CSC 2541: Visual Perception for Autonomous Driving

This class is a graduate course in visual perception for autonomous driving. The class will briefly cover topics in localization, ego-motion estimaton, free-space estimation, visual recognition (classification, detection, segmentation), etc

Prerequisites: A good knowledge of statistics, linear algebra, calculus is necessary as well as good programming skills. A good knowledge of computer vision and machine learning is strongly recommended.

August 12th: Course webpage has been created

Time and Location

Winter 2016

Day: Tuesday
Time: 1:00-3:00pm
Room: BA2145

Instructors

Raquel Urtasun

Email: urtasun@cs dot toronto dot edu
Homepage: http://www.cs.toronto.edu/~urtasun
Office hours: TBA

When emailing me, please put CSC2541 in the subject line.

Each student will need to write two paper reviews each week, present once or twice in class (depending on enrollment), participate in class discussions, and complete a project (done individually or in pairs).

Grading

The final grade will consist of the following
`Participation` (attendance, participation in discussions, reviews)	20%
`Presentation` (presentation of papers in class)	20%
`Project` (proposal, final report, presentation)	60%

Detailed Requirements

Paper reviewing

Every week (except for the first two) we will read 2 to 3 papers. The success of the discussion in class will thus be due to how prepared the students come to class. Each student is expected to read all the papers that will be discussed and write two detailed reviews about the selected two papers. Depending on enrollment, each student will need to also present a paper in class. When you present, you do not need to hand in the review.

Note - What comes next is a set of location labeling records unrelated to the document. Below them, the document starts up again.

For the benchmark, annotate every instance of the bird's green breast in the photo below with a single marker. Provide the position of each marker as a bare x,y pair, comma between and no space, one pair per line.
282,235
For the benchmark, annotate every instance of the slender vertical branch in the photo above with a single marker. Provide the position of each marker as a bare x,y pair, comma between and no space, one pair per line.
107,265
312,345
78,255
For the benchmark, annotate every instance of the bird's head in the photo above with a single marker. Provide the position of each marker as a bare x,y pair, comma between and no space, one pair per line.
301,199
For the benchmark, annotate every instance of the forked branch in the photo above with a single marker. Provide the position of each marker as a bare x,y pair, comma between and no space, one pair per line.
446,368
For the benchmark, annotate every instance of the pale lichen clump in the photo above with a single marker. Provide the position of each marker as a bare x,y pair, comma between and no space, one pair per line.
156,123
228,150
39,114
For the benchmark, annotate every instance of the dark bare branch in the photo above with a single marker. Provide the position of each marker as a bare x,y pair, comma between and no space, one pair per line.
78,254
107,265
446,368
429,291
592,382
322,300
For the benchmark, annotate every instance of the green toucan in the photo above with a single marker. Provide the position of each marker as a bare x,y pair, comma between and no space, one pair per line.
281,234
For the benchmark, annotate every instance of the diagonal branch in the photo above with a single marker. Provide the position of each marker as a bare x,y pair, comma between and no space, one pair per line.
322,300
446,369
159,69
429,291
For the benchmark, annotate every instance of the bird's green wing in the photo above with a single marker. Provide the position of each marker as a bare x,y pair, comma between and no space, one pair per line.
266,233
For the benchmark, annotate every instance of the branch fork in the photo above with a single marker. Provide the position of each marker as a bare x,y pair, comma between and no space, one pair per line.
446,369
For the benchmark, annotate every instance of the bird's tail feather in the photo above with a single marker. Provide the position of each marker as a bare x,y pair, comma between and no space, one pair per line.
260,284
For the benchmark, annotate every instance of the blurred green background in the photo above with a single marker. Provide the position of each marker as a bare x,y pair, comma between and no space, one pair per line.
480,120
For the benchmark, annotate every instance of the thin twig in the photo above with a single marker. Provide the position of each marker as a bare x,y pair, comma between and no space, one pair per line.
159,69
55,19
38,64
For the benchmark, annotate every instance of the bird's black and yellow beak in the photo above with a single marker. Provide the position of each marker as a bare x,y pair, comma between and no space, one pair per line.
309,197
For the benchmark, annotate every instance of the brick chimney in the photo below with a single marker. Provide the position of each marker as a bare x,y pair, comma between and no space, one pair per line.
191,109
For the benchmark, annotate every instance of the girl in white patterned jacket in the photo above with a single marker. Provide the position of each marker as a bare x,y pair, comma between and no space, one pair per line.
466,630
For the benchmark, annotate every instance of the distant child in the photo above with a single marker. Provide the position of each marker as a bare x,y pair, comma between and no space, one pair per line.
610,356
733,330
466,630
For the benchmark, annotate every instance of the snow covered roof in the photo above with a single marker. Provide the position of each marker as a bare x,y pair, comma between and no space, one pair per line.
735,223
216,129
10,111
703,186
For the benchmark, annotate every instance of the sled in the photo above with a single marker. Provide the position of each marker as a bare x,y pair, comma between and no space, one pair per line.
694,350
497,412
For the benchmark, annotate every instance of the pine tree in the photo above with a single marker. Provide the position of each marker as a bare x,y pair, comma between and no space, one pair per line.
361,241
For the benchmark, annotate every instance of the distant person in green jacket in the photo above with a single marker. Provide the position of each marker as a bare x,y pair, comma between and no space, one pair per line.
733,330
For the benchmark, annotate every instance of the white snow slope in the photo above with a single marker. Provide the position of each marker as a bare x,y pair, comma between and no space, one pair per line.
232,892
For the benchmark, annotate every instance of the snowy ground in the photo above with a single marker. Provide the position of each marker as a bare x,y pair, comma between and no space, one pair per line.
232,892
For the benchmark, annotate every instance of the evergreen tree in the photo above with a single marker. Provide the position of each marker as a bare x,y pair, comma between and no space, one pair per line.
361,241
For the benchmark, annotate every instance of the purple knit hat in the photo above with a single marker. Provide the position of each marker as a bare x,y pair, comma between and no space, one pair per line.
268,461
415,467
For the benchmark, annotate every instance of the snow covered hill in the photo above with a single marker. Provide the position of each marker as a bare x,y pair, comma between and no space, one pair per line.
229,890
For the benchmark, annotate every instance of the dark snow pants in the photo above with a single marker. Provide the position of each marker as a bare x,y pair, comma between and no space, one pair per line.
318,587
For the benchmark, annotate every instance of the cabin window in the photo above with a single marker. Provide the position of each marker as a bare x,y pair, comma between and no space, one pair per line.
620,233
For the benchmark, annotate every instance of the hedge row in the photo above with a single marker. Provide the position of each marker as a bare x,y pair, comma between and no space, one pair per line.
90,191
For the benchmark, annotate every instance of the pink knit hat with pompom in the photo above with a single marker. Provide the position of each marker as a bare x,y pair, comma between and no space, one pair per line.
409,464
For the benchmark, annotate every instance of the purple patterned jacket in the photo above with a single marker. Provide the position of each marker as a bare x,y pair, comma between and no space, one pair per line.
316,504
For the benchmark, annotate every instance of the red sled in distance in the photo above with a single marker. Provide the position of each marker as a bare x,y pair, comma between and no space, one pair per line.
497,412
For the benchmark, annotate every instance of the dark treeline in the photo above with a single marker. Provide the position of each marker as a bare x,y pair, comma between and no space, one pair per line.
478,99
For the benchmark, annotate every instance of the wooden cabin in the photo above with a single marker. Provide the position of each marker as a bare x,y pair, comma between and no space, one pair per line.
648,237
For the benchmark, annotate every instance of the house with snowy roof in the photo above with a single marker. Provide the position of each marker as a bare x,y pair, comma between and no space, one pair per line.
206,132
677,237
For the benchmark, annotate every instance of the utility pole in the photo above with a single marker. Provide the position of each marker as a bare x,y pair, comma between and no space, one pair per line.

Deadline: The reviews will be due one day before the class.

Structure of the review
`Short summary of the paper`
`Main contributions`
`Positive and negatives points`
`How strong is the evaluation?`
`Possible directions for future work`

Presentation

Depending on enrollment, each student will need to present a few papers in class. The presentation should be clear and practiced and the student should read the assigned paper and related work in enough detail to be able to lead a discussion and answer questions. Extra credit will be given to students who also prepare a simple experimental demo highlighting how the method works in practice.

A presentation should be roughly 45 minutes long (please time it beforehand so that you do not go overtime). Typically this is about 30 slides. You are allowed to take some material from presentations on the web as long as you cite the source fairly. In the presentation, also provide the citation to the papers you present and to any other related work you reference.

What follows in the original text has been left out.